Sopir angkot menjerit, sebut usahanya sudah sekarat

id Sopir angkot kuning Banjarmasin, SPTI Kota Banjarmasin, Nasib angkot Banjarmasin

Sopir angkot menjerit, sebut usahanya sudah sekarat

Perwakilan sopir angkot kuning Banjarmasin M Gusti Hadi beserta teman-temannya menyampaikan nasib mereka saat ini.(Antaranews Kalsel/Sukarli)

Banjarmasin (ANTARA) - Para sopir angkot kuning di Kota Banjarmasin mengaku saat ini kondisi usaha meraka jalani dalam keadaan sudah sekarat.

Pasalnya, kata Wakil Ketua Serikat Pekerja Transport Indonesia (SPTI) Kota Banjarmasin Muhammad Gusti Hadi di Banjarmasin, Kamis, transportasi umum angkot sudah mulai terpinggirkan.

Dia menyebutkan, ada tiga gelombang yang menjadi dampak mulai terpinggirkannya transportasi angkot di kota ini, pertama itu gelombang masuknya taksi online atau daring.

Habis itu, ungkap Gusti Hadi, gelombang dengan kebijakan pemerintah mengoperasikan pengoperasian Bus Rapid Transit (BRT) dan bus trans Banjarmasin. "Bahkan bus trans Banjarmasin itu gratis," ujarnya.

Yang menambah makin sengsara usaha pihaknya adalah gelombang ketiga ini, yakni, wabah virus Corona atau COVID-19. "Jadi makin memperihatinkan kami untuk bertahan hidup," papar Gusti Hadi.

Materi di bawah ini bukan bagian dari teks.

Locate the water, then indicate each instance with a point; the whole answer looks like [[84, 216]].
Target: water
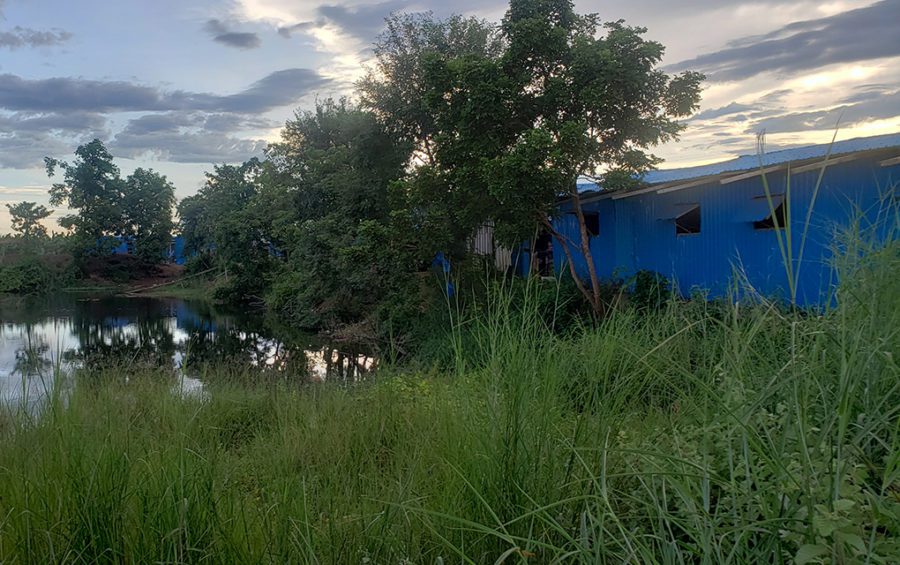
[[44, 337]]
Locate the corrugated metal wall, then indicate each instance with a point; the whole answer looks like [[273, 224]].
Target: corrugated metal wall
[[483, 244], [638, 232]]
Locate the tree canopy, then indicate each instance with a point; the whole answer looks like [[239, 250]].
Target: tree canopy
[[26, 219], [138, 208]]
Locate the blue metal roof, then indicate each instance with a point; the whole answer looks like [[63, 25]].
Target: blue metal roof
[[750, 162]]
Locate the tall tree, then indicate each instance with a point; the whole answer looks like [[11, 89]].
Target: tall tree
[[93, 188], [395, 87], [563, 102], [225, 216], [26, 219], [147, 205], [334, 167]]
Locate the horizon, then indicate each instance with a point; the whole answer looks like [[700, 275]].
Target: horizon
[[180, 88]]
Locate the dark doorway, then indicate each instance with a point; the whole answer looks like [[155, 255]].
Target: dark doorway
[[543, 254]]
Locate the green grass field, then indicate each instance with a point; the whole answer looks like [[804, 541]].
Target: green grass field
[[696, 434]]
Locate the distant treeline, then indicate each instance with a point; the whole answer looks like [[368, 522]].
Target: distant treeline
[[460, 122]]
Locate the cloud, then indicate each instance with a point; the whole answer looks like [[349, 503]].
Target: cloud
[[239, 40], [856, 35], [712, 113], [287, 31], [363, 22], [27, 149], [68, 122], [19, 37], [887, 105], [190, 137], [25, 139], [67, 94]]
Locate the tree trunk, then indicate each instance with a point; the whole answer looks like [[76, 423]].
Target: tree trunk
[[597, 302], [588, 295]]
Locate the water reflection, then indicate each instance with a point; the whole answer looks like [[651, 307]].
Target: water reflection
[[39, 338]]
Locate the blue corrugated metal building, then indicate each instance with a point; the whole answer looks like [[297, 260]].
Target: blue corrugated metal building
[[705, 227]]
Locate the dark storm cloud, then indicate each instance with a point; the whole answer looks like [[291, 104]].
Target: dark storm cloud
[[190, 137], [64, 94], [185, 146], [25, 139], [886, 105], [68, 122], [239, 40], [856, 35], [363, 22], [19, 37]]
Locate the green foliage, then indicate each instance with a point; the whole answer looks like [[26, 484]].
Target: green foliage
[[514, 131], [93, 188], [138, 208], [27, 276], [148, 201], [230, 219], [26, 219], [684, 435], [332, 170]]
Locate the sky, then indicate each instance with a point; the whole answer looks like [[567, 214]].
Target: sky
[[181, 85]]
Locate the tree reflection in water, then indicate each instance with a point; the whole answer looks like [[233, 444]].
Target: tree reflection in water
[[176, 337]]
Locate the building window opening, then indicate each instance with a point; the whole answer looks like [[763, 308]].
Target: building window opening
[[689, 222], [776, 218], [592, 223], [543, 255]]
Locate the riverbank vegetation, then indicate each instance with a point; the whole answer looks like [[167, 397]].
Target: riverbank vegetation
[[691, 432], [460, 123]]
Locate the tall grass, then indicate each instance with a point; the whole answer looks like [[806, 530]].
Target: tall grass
[[700, 433]]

Menurut dia, belum adanya wabah Corona ini, pihaknya sudah ketar ketir untuk mendapat penghasilan seharian beroperasi. "Sebelumnya ada virus Corona ini, kita paling dapat Rp20 ribu bahkan hanya Rp10 ribu sehari beroperasi, dengan adanya wabah Corona ini, bahkan tidak ada penghasilan lagi," ucapnya.

"Karena kan masyarakat saat ini di rumah aja, kita beroperasi tidak dapat penumpang," tuturnya.

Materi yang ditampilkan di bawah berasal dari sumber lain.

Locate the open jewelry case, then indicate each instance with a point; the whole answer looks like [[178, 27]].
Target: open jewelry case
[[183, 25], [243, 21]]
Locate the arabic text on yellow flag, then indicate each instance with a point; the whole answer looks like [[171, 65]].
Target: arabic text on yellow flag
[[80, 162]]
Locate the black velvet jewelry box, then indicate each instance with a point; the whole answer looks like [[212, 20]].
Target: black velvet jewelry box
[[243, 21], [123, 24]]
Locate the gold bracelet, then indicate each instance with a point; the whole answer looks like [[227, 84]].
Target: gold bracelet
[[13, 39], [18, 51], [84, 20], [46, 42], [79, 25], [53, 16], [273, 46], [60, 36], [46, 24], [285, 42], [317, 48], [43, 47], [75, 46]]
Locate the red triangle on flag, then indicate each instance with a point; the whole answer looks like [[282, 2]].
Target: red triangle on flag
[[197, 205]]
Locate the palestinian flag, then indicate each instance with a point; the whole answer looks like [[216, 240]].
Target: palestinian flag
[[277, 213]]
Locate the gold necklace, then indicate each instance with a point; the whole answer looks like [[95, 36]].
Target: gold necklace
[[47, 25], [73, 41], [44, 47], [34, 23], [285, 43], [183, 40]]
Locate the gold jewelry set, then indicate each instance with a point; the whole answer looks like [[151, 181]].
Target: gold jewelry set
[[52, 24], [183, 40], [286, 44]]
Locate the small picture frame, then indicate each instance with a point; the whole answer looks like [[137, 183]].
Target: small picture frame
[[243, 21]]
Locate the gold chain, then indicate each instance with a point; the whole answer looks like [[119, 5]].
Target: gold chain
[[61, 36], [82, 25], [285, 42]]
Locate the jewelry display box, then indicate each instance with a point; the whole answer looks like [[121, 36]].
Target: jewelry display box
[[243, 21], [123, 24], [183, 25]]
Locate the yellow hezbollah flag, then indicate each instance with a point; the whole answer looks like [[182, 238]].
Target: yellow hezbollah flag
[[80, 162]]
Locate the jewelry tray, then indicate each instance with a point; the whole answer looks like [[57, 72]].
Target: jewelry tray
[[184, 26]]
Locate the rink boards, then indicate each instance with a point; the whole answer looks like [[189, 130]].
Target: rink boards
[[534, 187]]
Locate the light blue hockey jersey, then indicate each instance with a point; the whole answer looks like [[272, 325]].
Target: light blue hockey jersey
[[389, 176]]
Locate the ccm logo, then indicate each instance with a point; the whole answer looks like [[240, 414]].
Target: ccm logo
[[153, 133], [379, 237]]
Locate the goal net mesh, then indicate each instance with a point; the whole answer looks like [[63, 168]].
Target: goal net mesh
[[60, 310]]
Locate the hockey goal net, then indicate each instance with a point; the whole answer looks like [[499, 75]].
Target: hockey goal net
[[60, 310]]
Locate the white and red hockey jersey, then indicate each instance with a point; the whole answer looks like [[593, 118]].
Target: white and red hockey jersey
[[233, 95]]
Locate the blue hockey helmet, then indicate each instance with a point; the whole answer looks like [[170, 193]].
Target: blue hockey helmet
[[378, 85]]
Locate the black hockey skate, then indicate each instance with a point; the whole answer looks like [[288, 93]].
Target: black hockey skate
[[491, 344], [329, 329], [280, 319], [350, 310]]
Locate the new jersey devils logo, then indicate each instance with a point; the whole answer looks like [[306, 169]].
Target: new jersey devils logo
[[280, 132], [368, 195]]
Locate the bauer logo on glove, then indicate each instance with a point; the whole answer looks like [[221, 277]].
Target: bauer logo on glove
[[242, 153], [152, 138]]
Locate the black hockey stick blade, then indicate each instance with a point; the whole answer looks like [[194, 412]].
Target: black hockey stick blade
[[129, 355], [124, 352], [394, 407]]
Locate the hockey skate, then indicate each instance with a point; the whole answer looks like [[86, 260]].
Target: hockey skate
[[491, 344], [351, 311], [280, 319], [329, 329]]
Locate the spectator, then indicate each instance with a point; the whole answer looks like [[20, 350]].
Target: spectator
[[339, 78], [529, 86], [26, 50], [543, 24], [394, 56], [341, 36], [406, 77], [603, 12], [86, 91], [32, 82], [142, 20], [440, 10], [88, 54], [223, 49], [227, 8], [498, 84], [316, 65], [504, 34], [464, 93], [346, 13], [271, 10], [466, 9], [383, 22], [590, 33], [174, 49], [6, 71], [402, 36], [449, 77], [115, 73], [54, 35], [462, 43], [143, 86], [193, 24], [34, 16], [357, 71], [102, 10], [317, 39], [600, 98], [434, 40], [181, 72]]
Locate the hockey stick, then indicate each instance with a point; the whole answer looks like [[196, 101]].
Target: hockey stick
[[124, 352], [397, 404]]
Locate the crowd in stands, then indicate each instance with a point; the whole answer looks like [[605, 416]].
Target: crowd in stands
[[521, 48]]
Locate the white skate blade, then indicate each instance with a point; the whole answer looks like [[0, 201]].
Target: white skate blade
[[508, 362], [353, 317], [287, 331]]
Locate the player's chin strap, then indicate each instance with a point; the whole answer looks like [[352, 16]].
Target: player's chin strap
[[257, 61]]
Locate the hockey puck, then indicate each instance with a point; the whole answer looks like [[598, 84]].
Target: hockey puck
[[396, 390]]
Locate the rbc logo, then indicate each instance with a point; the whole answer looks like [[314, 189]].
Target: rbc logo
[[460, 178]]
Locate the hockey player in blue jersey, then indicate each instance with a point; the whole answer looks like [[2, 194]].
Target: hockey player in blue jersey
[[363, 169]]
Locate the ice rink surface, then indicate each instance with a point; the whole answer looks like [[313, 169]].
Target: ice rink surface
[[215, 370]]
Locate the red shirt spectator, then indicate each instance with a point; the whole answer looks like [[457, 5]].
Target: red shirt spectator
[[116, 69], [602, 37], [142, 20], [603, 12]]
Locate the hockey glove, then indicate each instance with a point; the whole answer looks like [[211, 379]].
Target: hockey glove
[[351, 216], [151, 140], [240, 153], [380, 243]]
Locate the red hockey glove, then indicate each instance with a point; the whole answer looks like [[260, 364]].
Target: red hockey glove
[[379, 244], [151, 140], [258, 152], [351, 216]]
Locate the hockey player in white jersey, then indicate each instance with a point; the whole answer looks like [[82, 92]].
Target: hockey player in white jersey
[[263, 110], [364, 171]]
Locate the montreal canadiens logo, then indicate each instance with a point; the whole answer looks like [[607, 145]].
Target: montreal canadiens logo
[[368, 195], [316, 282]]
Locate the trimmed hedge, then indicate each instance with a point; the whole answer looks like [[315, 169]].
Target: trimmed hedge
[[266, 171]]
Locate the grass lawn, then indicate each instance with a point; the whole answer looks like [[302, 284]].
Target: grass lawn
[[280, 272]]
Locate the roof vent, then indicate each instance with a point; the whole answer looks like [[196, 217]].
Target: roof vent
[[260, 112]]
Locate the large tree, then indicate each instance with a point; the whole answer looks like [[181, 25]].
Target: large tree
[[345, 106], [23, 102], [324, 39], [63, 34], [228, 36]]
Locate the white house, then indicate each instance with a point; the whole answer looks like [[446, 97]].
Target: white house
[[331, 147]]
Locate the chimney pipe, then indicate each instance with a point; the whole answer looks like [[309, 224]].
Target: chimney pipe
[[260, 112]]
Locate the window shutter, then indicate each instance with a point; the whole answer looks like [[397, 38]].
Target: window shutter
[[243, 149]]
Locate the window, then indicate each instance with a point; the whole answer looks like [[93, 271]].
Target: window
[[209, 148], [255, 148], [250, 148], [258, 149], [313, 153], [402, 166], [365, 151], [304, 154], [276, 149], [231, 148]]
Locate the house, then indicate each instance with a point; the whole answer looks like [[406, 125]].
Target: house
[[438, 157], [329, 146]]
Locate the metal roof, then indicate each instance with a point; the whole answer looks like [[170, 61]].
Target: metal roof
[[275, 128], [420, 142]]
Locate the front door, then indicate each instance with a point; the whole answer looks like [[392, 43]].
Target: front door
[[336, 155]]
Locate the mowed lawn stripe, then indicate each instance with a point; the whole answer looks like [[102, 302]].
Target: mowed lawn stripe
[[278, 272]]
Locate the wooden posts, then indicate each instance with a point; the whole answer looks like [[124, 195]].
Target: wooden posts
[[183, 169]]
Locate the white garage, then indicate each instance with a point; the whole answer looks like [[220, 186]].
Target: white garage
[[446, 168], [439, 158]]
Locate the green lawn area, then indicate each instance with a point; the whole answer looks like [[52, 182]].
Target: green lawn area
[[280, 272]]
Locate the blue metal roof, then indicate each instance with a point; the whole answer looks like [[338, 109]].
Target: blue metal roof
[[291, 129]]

Gusti Hadi yang mengaku berprestasi sebagai supir angkot sekitar 20 tahun lamanya menyatakan, kondisi saat ini terparah bagi ekonomi mereka sebagai supir angkot, bahkan bisa dikatakan sudah sekarat.

Padahal, ungkap dia, untuk terhindar dari kepunahan ini, pihaknya pun sepakat dengan rencana peremajaan taksi angkot, di mana kebijakan pemerintah kota dulunya itu sangat didukung pihaknya.

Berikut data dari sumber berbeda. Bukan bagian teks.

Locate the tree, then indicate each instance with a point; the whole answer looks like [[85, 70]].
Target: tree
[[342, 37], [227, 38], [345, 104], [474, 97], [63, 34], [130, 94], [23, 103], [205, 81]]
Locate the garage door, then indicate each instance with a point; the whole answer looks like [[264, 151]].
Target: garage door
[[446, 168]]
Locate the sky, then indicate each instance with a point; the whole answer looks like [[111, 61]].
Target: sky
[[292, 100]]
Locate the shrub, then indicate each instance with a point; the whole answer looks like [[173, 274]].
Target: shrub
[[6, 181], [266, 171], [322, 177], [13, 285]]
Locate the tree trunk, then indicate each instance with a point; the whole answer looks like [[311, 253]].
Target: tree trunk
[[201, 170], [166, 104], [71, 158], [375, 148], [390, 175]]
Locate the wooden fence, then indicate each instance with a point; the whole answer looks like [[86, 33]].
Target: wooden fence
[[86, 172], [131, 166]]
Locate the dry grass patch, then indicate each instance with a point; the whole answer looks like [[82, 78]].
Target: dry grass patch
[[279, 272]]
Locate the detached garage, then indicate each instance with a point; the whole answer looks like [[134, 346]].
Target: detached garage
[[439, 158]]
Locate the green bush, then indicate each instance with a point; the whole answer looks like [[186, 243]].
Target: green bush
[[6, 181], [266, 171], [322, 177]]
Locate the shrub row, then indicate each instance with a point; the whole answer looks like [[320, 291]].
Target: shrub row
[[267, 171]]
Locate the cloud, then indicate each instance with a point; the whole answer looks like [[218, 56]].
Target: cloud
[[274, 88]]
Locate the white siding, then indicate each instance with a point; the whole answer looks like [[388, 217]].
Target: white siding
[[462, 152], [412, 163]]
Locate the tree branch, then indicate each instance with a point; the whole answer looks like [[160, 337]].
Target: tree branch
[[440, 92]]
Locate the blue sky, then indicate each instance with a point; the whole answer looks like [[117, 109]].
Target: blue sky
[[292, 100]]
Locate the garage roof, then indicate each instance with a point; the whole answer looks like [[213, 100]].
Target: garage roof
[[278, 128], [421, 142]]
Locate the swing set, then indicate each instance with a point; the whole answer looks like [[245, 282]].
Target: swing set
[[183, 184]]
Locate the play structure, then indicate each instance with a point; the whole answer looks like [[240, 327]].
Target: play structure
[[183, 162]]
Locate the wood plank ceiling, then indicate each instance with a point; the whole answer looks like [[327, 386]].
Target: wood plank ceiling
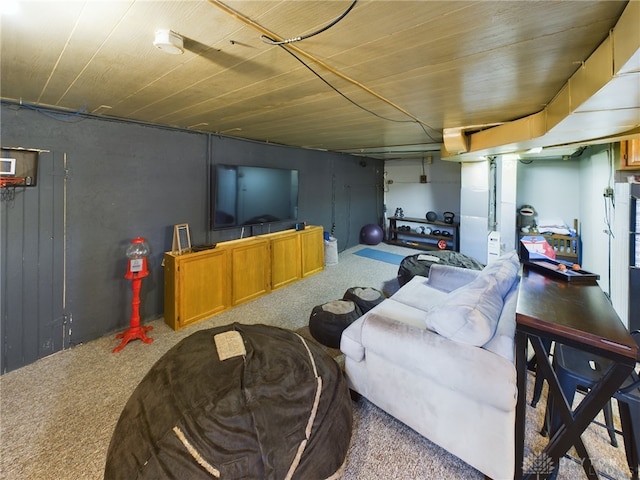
[[384, 81]]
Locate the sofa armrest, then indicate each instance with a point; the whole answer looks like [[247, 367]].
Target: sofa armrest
[[448, 278], [472, 371]]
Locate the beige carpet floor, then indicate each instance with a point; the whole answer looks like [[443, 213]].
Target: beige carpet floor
[[57, 415]]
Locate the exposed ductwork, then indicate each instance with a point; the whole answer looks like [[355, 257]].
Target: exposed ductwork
[[599, 103]]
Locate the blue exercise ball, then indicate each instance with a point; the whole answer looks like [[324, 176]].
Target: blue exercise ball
[[371, 234]]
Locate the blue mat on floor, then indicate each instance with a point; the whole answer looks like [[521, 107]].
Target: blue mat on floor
[[387, 257]]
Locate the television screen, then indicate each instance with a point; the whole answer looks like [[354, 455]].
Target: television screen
[[244, 195]]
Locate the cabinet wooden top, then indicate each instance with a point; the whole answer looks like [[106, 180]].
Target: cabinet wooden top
[[262, 238]]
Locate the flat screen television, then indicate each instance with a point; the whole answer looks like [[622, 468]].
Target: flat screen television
[[246, 195]]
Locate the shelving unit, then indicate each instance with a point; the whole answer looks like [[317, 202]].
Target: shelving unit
[[423, 241]]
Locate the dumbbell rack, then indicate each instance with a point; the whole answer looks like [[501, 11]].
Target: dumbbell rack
[[412, 238]]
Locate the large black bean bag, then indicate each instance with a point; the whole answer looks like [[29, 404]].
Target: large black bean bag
[[279, 410], [420, 263]]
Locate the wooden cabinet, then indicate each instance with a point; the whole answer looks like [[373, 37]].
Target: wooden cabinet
[[286, 266], [423, 234], [630, 154], [197, 286], [249, 269], [202, 284], [312, 245]]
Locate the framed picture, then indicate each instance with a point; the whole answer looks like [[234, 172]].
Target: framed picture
[[181, 239]]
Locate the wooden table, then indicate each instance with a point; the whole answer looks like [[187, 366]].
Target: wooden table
[[580, 316]]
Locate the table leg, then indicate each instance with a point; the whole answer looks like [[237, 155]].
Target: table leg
[[521, 405], [575, 423]]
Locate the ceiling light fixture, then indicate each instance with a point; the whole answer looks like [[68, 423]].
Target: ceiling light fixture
[[169, 42]]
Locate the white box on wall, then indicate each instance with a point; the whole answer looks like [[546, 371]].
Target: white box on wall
[[493, 246]]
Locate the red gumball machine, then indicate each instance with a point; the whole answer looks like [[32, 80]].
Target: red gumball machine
[[137, 254]]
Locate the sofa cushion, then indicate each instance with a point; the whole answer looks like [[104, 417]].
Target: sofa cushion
[[470, 313], [505, 270]]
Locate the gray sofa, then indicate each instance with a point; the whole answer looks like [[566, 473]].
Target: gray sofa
[[439, 356]]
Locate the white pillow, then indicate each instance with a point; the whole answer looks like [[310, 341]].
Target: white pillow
[[469, 314], [504, 269]]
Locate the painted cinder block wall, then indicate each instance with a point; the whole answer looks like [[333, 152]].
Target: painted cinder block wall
[[103, 182]]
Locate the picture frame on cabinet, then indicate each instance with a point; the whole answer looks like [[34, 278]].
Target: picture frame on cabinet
[[181, 239]]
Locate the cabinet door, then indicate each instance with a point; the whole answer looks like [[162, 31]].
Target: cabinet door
[[312, 250], [249, 271], [204, 288], [285, 259], [630, 154]]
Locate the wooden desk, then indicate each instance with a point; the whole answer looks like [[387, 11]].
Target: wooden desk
[[581, 316]]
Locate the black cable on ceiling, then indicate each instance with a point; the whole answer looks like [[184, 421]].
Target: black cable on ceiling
[[309, 35], [353, 101]]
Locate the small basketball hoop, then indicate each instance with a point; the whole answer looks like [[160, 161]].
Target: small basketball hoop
[[8, 187]]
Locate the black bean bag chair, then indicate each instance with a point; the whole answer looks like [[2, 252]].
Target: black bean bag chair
[[328, 321], [420, 263], [364, 297], [239, 401]]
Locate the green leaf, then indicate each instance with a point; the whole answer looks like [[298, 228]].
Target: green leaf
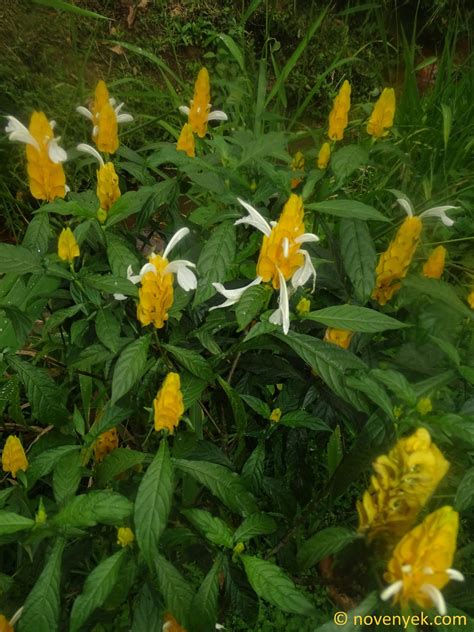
[[464, 498], [111, 284], [153, 502], [346, 160], [204, 605], [37, 234], [66, 477], [213, 529], [326, 542], [45, 462], [224, 484], [329, 361], [249, 305], [19, 260], [107, 328], [98, 586], [176, 591], [129, 367], [354, 318], [118, 461], [11, 522], [348, 209], [215, 260], [87, 510], [43, 394], [41, 609], [192, 361], [358, 256], [273, 585], [256, 524]]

"Tapi dengan adanya bus trans Banjarmasin dan BRT ini yang akhirnya mengambil keuntungan dari kami, hingga kami tidak bisa apa-apa lagi," ujarnya.

Dia beserta teman-temannya berharap, ada solusi yang baik dari pemerintah kota untuk keberlanjutan nasib mereka ini, tidak dibiarkan mati begitu saja.